WHAT THE GOVERNMENT CAN DO
The upcoming government has signalled appetite to move beyond a laissez-fair approach to digital regulation, and toward a more direct intervention to ensure markets and the public sector deliver. The ICO have a role to play in materialising this vision, but the government will need to promote bold changes and learn from past mistakes. In particular, the previous government quickly moved in to politicise regulators’ work and appease US big business. As we have seen with the ICO, this approach is, ultimately, a recipe for failure: lacking sufficient arms length from the government, the ICO has been failing to properly supervise public bodies, allowing data malpractices to spread. Also, weak regulation around harmful advertising comes as a direct consequence of the commitments the ICO have taken with the government. The next government will need to reverse this pernicious direction of travel and restore the independence of the ICO. As proposed by Gordon Brown’s report, the government should consider transferring responsibility for the ICO to Parliament.
The meltdown of the ICO leadership underscores the need to restore integrity at the top. This goes beyond workplace behaviour: the ICO have a long track record of revolving doors, where senior staff and leadership members often end up working for the industries or companies they were meant to police. Establishing proper boundaries against corporate influence is necessary to preserve the integrity of the ICO regulatory action. As we have long advocated for, the UK could draw from the California Privacy Agency and introduce a stay-period during which senior ICO figures are prevented from accepting jobs from the organisations and sectors they regulated.

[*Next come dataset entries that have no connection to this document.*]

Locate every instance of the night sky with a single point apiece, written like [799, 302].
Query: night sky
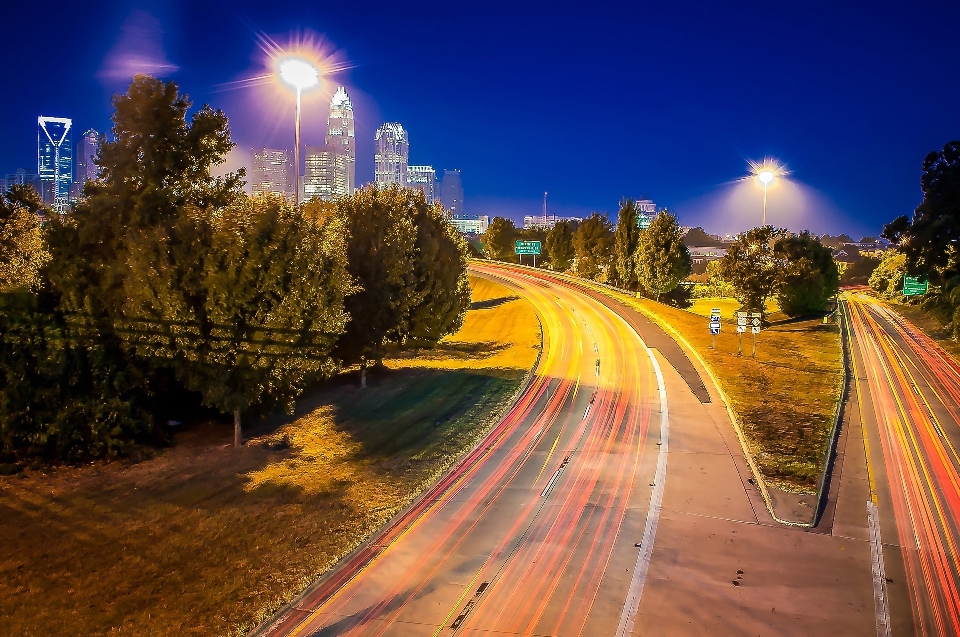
[591, 102]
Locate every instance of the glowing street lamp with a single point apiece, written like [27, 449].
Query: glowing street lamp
[301, 75]
[766, 172]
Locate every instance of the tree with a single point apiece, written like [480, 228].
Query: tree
[626, 238]
[592, 244]
[751, 267]
[559, 244]
[929, 240]
[499, 241]
[810, 276]
[662, 259]
[23, 251]
[440, 270]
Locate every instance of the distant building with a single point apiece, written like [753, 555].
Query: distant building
[471, 224]
[451, 193]
[341, 135]
[325, 173]
[87, 151]
[424, 178]
[55, 159]
[392, 156]
[272, 172]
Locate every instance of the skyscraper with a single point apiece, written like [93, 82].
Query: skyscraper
[424, 178]
[393, 154]
[87, 150]
[272, 171]
[55, 158]
[340, 134]
[451, 192]
[325, 173]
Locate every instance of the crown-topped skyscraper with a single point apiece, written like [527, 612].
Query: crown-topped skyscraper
[341, 136]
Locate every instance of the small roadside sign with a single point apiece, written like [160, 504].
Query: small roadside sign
[915, 285]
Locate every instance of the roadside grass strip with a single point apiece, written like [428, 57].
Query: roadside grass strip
[204, 539]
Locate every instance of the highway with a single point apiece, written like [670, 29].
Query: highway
[526, 535]
[909, 392]
[612, 499]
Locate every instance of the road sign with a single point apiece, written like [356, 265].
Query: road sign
[527, 247]
[915, 285]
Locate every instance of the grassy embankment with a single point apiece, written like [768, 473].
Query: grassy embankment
[207, 540]
[785, 399]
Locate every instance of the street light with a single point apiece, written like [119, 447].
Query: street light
[766, 172]
[301, 75]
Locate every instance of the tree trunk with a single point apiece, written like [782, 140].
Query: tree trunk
[237, 437]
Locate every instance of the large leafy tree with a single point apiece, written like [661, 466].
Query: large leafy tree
[626, 239]
[592, 244]
[440, 270]
[662, 261]
[559, 243]
[929, 240]
[751, 266]
[23, 251]
[499, 241]
[810, 275]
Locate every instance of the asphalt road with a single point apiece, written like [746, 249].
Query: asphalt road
[611, 500]
[909, 392]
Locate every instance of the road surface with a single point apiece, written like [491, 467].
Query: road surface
[910, 404]
[612, 499]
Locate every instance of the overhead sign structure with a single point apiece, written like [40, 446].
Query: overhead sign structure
[527, 247]
[915, 285]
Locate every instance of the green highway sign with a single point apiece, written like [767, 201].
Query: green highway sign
[527, 247]
[915, 285]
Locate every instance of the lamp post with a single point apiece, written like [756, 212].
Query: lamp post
[301, 75]
[765, 177]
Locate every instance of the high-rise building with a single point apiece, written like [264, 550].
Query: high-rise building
[272, 171]
[393, 155]
[340, 134]
[325, 173]
[424, 178]
[55, 158]
[451, 193]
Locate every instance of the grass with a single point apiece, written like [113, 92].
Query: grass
[785, 398]
[207, 540]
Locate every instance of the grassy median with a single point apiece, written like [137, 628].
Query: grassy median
[785, 398]
[206, 540]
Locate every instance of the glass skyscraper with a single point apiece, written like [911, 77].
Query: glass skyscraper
[393, 155]
[424, 178]
[272, 171]
[55, 159]
[341, 136]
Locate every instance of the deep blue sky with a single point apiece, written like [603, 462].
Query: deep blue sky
[590, 102]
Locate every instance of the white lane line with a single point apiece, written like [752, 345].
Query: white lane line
[879, 578]
[630, 605]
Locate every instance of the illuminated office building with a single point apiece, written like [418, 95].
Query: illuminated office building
[340, 135]
[55, 159]
[393, 155]
[272, 172]
[424, 178]
[451, 193]
[325, 173]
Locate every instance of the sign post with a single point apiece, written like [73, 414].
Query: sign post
[714, 325]
[915, 285]
[527, 247]
[755, 329]
[741, 328]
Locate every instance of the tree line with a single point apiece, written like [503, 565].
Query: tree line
[764, 263]
[168, 286]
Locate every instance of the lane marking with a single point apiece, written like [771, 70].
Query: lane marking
[879, 577]
[642, 567]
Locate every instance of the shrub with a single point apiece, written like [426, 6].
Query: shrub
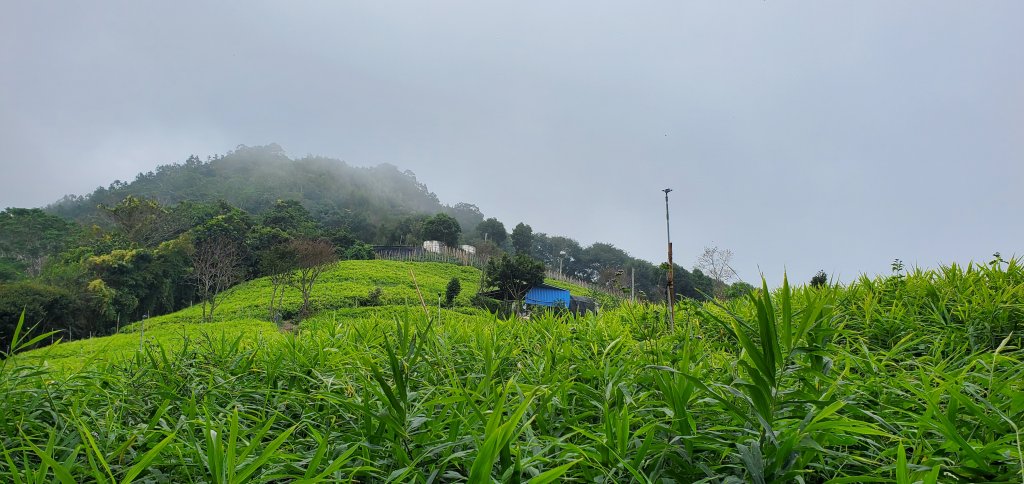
[452, 292]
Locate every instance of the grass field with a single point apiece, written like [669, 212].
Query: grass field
[913, 378]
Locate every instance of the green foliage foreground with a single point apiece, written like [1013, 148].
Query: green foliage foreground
[915, 378]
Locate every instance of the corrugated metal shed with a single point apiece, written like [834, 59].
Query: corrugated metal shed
[548, 296]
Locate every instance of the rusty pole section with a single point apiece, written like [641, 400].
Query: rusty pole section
[671, 290]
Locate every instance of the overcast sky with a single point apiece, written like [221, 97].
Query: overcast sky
[801, 135]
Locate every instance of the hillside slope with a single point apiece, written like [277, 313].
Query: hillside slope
[341, 294]
[252, 178]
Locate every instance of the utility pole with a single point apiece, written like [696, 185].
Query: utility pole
[671, 290]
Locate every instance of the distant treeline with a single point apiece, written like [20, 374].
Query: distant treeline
[88, 264]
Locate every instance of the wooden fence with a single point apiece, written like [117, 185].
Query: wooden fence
[450, 256]
[551, 274]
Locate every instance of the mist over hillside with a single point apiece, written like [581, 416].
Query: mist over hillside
[252, 178]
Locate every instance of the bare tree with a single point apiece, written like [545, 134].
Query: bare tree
[716, 263]
[216, 266]
[280, 263]
[311, 259]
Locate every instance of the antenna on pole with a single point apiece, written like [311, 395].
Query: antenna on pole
[671, 289]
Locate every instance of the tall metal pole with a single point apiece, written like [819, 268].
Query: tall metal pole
[671, 290]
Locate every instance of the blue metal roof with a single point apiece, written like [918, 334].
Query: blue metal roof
[549, 296]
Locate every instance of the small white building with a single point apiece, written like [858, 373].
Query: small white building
[432, 246]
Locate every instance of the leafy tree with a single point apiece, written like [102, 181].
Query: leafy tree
[29, 236]
[292, 218]
[468, 215]
[522, 238]
[494, 230]
[408, 230]
[738, 290]
[358, 252]
[51, 308]
[717, 264]
[142, 221]
[442, 227]
[819, 279]
[513, 276]
[311, 259]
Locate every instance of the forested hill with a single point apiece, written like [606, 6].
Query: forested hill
[253, 178]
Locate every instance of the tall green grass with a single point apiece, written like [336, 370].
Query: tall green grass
[910, 379]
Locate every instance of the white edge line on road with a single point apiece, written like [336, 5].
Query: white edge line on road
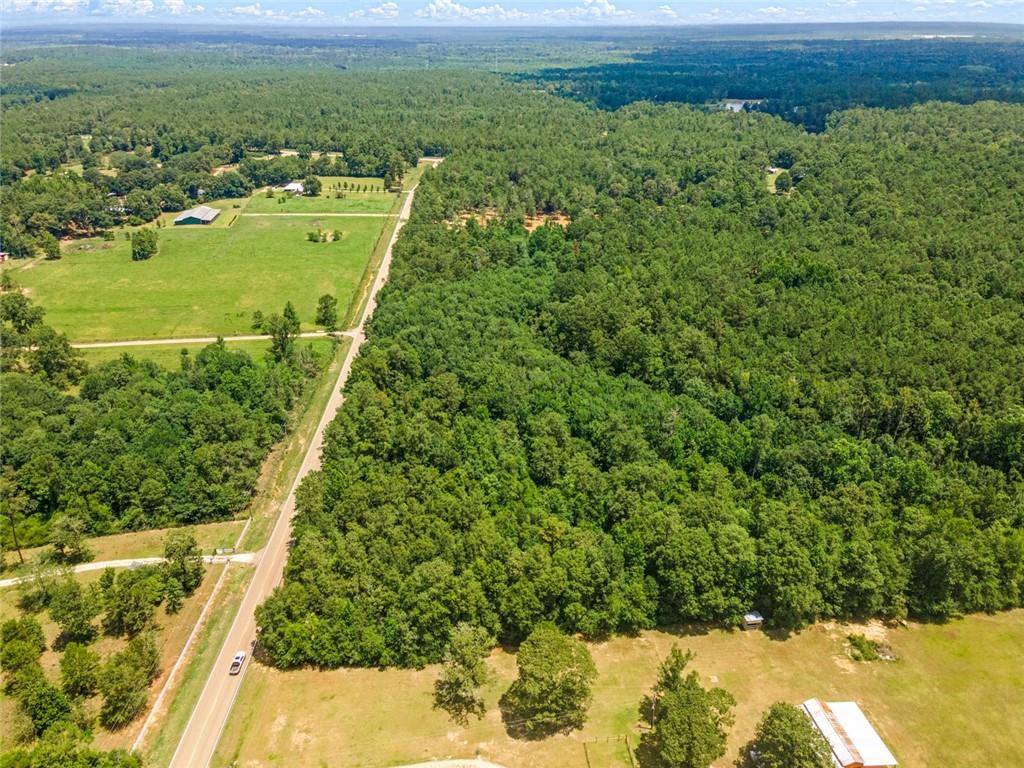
[179, 662]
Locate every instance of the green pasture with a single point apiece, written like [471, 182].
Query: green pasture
[327, 201]
[169, 355]
[205, 281]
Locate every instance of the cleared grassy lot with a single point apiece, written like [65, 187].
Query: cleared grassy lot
[951, 698]
[141, 544]
[169, 355]
[174, 631]
[204, 281]
[327, 202]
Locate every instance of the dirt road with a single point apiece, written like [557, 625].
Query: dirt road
[208, 719]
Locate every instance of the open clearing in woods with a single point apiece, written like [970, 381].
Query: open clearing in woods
[951, 698]
[174, 631]
[204, 281]
[327, 202]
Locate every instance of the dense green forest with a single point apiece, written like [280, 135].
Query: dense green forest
[710, 392]
[699, 398]
[137, 446]
[802, 81]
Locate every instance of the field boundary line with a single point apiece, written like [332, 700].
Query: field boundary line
[315, 215]
[198, 340]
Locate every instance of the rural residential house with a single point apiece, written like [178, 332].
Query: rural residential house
[854, 742]
[198, 215]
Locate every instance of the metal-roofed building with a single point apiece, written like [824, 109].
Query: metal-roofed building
[198, 215]
[854, 741]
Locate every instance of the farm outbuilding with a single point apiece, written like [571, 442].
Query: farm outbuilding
[854, 741]
[198, 215]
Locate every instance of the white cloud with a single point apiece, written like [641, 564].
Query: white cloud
[180, 7]
[452, 10]
[384, 10]
[125, 7]
[589, 10]
[44, 6]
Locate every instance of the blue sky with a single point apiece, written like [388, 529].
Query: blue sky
[506, 12]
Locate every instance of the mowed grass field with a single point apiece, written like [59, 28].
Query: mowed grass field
[173, 634]
[205, 281]
[139, 544]
[169, 355]
[951, 698]
[327, 202]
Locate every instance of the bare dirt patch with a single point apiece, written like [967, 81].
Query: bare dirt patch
[531, 222]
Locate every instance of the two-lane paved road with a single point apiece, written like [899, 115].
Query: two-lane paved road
[208, 719]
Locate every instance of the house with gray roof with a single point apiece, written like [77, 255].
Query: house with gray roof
[198, 215]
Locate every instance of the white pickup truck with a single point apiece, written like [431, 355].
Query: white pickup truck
[237, 663]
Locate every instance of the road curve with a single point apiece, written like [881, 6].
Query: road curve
[199, 741]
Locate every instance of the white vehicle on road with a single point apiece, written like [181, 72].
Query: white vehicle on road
[240, 658]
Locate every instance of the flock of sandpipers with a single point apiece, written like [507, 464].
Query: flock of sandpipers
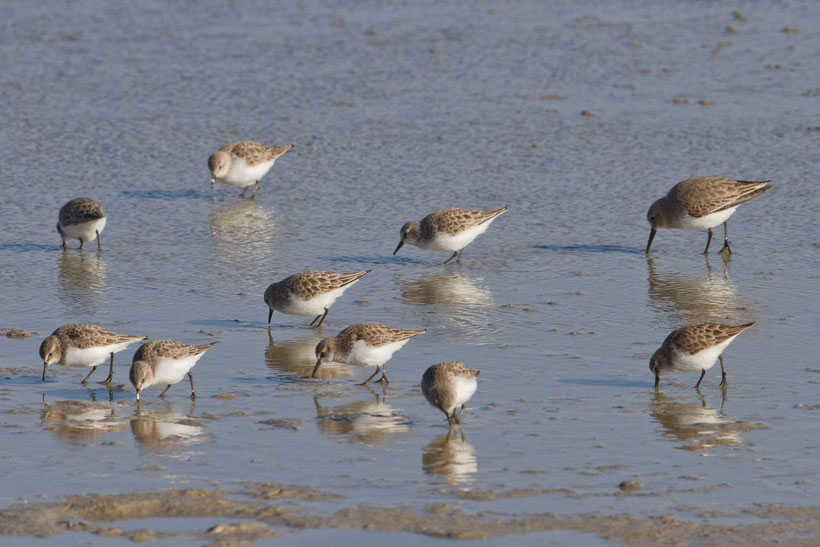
[696, 203]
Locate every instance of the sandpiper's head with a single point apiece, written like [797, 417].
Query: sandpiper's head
[409, 234]
[140, 375]
[219, 163]
[325, 351]
[50, 352]
[657, 215]
[657, 220]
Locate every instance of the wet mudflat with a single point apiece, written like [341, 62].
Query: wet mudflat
[396, 111]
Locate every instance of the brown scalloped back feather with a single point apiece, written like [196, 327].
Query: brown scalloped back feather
[374, 334]
[702, 196]
[455, 220]
[255, 152]
[86, 335]
[80, 210]
[154, 349]
[696, 338]
[310, 284]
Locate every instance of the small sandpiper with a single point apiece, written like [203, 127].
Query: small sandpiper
[447, 230]
[364, 344]
[448, 385]
[244, 163]
[693, 348]
[309, 293]
[83, 219]
[84, 345]
[164, 362]
[702, 202]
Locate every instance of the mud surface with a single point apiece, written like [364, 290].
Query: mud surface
[576, 116]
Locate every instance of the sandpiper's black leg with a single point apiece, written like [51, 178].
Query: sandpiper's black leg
[191, 378]
[371, 377]
[726, 246]
[708, 241]
[722, 372]
[702, 374]
[85, 380]
[110, 371]
[449, 418]
[322, 320]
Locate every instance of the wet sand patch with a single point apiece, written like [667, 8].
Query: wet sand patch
[90, 512]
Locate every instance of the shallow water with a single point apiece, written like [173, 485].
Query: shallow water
[397, 110]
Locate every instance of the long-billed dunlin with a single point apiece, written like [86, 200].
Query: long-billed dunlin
[244, 163]
[702, 202]
[364, 344]
[694, 348]
[84, 345]
[83, 219]
[309, 293]
[447, 230]
[449, 385]
[164, 362]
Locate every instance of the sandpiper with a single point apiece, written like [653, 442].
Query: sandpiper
[244, 163]
[702, 202]
[309, 293]
[84, 345]
[83, 219]
[364, 344]
[447, 230]
[693, 348]
[164, 362]
[448, 385]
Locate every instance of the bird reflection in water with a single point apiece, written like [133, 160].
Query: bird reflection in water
[451, 456]
[453, 296]
[243, 234]
[82, 422]
[369, 421]
[698, 426]
[697, 297]
[298, 357]
[81, 284]
[164, 428]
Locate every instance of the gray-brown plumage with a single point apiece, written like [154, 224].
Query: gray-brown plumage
[448, 385]
[83, 344]
[447, 230]
[693, 348]
[702, 202]
[364, 344]
[244, 163]
[309, 293]
[164, 362]
[83, 219]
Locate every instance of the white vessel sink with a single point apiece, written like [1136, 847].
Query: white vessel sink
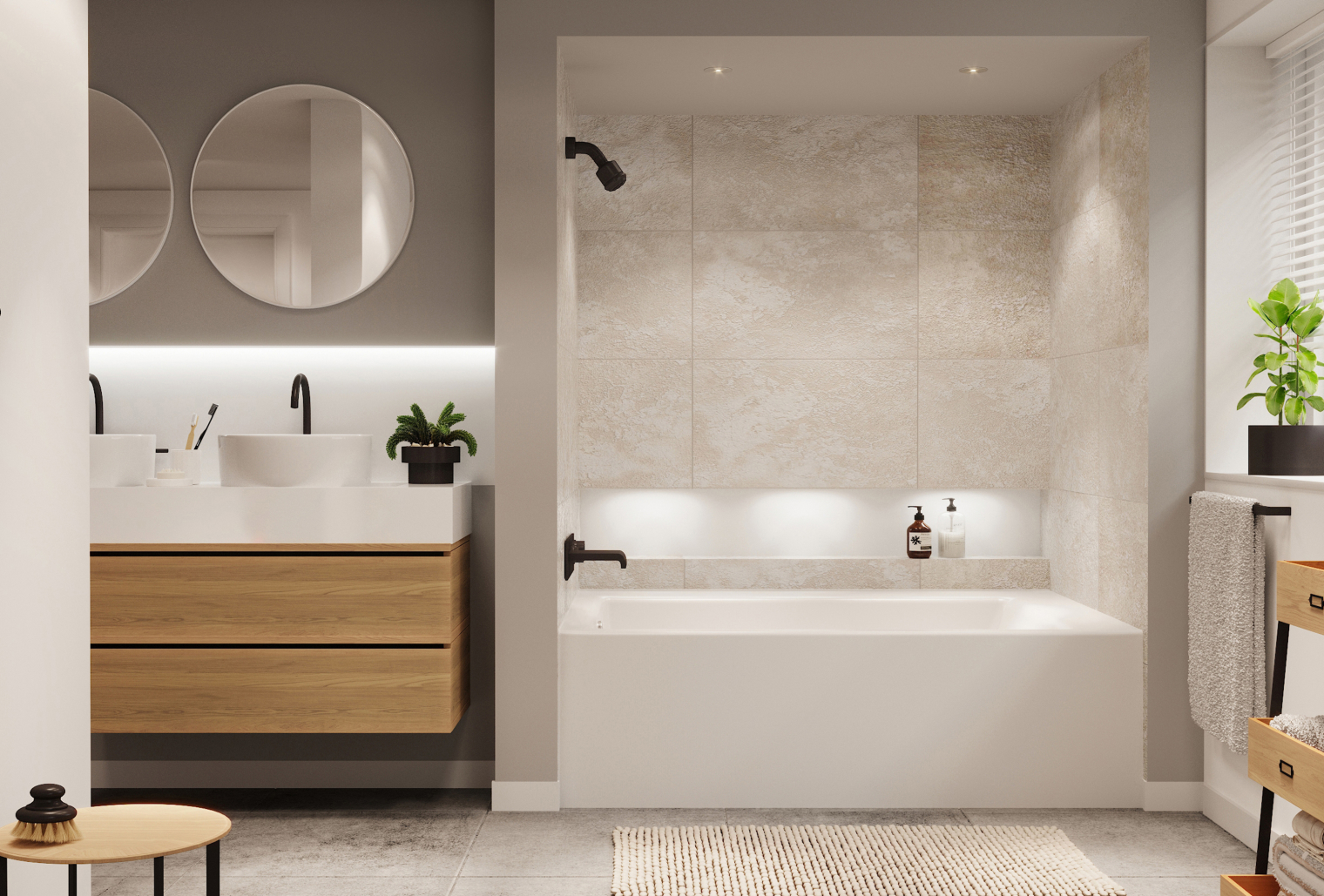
[122, 460]
[295, 461]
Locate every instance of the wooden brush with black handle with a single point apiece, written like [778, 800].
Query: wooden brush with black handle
[46, 819]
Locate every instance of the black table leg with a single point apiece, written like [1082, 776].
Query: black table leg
[213, 868]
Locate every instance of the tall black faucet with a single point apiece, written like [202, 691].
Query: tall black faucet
[101, 405]
[302, 381]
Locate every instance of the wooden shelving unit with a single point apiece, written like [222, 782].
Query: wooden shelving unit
[1283, 765]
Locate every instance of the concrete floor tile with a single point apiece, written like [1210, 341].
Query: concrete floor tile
[532, 887]
[1135, 843]
[567, 843]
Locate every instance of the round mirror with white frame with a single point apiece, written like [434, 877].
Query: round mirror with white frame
[302, 196]
[129, 196]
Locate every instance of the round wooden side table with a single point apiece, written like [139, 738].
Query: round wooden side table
[126, 834]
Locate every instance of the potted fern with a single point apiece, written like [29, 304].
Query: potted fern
[1291, 449]
[430, 455]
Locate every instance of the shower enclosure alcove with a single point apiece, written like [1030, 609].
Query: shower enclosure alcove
[842, 277]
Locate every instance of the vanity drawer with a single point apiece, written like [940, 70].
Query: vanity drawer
[1300, 593]
[272, 690]
[254, 598]
[1287, 766]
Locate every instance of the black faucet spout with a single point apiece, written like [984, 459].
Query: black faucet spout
[98, 402]
[301, 383]
[575, 554]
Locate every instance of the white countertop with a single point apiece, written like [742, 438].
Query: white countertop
[377, 514]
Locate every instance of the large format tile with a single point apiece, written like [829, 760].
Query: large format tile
[796, 294]
[570, 843]
[1135, 843]
[1074, 157]
[636, 427]
[532, 887]
[1122, 313]
[1125, 422]
[984, 424]
[804, 424]
[1125, 125]
[847, 816]
[654, 152]
[984, 572]
[344, 845]
[1074, 424]
[983, 294]
[639, 573]
[1125, 560]
[787, 172]
[1071, 544]
[983, 172]
[802, 572]
[634, 294]
[1074, 287]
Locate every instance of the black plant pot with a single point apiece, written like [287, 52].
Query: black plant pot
[1286, 450]
[430, 465]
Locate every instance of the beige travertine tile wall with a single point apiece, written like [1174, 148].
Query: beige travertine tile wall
[1095, 516]
[816, 302]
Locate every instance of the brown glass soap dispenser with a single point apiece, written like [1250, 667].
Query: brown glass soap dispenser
[919, 537]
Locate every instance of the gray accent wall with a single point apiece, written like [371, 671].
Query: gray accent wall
[526, 252]
[424, 66]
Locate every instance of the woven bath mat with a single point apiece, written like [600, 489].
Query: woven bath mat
[852, 860]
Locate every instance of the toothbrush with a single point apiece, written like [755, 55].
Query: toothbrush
[211, 416]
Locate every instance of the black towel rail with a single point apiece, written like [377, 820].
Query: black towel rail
[1265, 509]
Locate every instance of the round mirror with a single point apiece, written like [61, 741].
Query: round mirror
[302, 196]
[129, 196]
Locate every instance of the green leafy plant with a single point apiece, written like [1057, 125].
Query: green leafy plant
[416, 430]
[1291, 366]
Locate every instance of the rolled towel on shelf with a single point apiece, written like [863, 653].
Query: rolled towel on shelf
[1308, 730]
[1226, 616]
[1296, 871]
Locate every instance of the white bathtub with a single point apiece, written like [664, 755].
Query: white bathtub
[848, 699]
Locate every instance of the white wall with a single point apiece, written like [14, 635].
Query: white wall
[154, 389]
[43, 374]
[1230, 797]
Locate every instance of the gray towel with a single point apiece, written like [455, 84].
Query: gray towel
[1225, 616]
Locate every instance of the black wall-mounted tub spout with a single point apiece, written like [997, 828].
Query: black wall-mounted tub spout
[575, 554]
[99, 404]
[608, 171]
[302, 383]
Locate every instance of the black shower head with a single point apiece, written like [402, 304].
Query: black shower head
[608, 171]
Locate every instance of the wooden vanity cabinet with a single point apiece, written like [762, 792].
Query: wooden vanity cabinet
[280, 638]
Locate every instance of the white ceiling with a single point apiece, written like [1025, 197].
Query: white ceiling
[833, 76]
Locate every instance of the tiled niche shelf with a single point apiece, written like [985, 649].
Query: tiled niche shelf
[819, 572]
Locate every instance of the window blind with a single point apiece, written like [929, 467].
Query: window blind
[1296, 167]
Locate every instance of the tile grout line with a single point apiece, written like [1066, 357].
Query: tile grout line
[468, 850]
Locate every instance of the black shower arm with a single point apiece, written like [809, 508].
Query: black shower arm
[576, 147]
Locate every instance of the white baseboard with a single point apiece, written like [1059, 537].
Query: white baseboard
[526, 796]
[1234, 819]
[1173, 796]
[289, 773]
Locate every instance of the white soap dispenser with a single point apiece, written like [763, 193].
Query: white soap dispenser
[951, 532]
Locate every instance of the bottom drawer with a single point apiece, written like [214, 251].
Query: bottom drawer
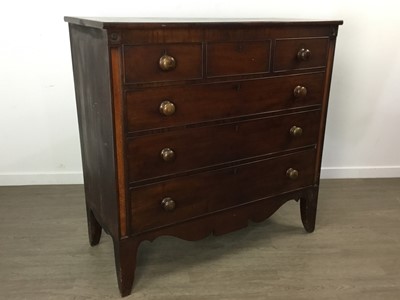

Finally, the ICO need an overhaul of its regulatory and enforcement posture. ORG and others have previously called on the SIT committee to open an inquiry to explore what these changes could be. In the meanwhile, there are some obvious, low-hanging fruits the new government can reach to. As we argue in our petition, the government needs to clarify that effective monitoring and enforcement of regulatory requirements are the main objective of the ICO, and should take precedence over other considerations. This should include a clear duty to investigate complaints, and to remedy non-compliant behaviour. Individuals should also be given a clear and functioning avenue to appeal against ICO decisions when they fall short of upholding their information rights.
The government have an opportunity ahead. By restoring effective oversight of data protection rule, they can set the stage for trustworthy public sector delivery, innovation that benefits workers, and a digital economy that works for the British public, not a bunch of US tech companies. It is now up to them to seize it.